Hi All, I try to rotate an object which is in the center of a cube toward the cube’s vertices using a virtual reality controller (if that object’s forward direction is ‘almost towards’ to the vertex). I’ve tried:
Quaternion lookRotation = Quaternion.LookRotation(dirTo);
gameObject.transform.rotation = lookRotation;
and I’ve tried multiply with a defined rotation uses
Quaternion fromToRotation = Quaternion.FromToRotation( gameObject.transform.forward, dirTo);
gameObject.transform.rotation *= fromToRotation;
but both have the problem: when I rotate the object toward ‘global y (up)’ from the original direction, it rotates an additional 90 degree around the y-axle (in all other cases it works well).
What is wrong with my solution or is there a simple method to avoid this behavior, or what is the best practice for this kind of problem? Thanks in advance!

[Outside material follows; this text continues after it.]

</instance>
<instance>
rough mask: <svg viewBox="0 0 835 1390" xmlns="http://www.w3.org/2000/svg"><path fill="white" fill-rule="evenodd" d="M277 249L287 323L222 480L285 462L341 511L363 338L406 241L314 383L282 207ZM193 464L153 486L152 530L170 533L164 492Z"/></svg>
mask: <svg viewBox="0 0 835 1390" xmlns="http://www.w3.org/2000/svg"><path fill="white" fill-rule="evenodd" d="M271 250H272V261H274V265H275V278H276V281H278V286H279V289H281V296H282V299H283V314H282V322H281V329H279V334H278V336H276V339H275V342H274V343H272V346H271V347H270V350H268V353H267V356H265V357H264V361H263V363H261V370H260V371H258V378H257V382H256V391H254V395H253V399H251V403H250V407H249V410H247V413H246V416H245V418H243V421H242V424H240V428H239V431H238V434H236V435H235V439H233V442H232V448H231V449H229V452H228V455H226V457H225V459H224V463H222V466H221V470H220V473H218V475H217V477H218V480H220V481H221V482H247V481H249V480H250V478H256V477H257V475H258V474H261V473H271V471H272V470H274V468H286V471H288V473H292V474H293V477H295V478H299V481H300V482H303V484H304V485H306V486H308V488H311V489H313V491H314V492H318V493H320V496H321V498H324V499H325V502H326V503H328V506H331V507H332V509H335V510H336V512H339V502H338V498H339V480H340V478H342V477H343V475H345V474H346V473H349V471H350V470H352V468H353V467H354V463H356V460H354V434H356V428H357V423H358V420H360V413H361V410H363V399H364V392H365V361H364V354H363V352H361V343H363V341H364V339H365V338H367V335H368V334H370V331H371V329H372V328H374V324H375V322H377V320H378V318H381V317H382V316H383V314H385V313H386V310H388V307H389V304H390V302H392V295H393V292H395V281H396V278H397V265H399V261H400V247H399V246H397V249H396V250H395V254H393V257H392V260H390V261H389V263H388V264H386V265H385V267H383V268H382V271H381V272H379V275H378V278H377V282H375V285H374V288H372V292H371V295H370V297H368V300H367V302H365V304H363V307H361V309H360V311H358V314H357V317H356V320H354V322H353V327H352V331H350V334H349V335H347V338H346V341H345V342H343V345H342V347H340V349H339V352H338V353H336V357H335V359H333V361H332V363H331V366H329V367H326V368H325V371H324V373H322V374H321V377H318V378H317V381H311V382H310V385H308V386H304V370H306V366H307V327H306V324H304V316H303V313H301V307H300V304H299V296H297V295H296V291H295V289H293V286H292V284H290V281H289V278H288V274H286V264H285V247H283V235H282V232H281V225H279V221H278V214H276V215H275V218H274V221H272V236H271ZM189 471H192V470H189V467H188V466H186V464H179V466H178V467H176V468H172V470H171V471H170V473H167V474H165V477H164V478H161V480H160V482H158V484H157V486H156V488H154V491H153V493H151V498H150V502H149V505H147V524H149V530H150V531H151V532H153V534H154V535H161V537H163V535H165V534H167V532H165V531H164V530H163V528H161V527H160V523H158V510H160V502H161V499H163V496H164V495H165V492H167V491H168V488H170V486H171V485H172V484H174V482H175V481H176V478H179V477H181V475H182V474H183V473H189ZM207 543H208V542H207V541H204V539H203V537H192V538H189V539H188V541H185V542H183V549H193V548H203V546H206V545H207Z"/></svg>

Well your issue is that Quaternion.LookRotation does not take one argument but two. However the second argument is optional and when not manually provided it defaults to Vector3.up
. This upvector is used as a “hint” how the rotation should be rotated around your provided forward vector. In most cases using just Vector3.up gives a reasonable result. However if your forward axis points along the up vector (up or down) the orientation around that axis can not be determined.
Your approach with FromToRotation should work. However it seems a bit strange that you rotate the current “gameobject” but you use the forward direction of that “m_controlledObject”. Are the two objects related in any way?
Note that free rotation in 3d space can result to some odd results. Rotating around an arbitrary axis could change the orientation completely so you might end up with a slight roll around z as well. In many cases we want to keep the orientation somewhat parallel to the ground. Think of a usual FPS / camera setup. You can rotate 360° around y but only ±90 on the local x axis. The z rotation usually stays 0.
Quaternions can perform any arbitrary rotation in 3d space. If you just calculate the rotation between two directions you get a rotation that rotates from that direction directly to the other direction. The axis of rotation will be perpendicular to the plane the two vectors lie in. This is essentially what FromToRotation does.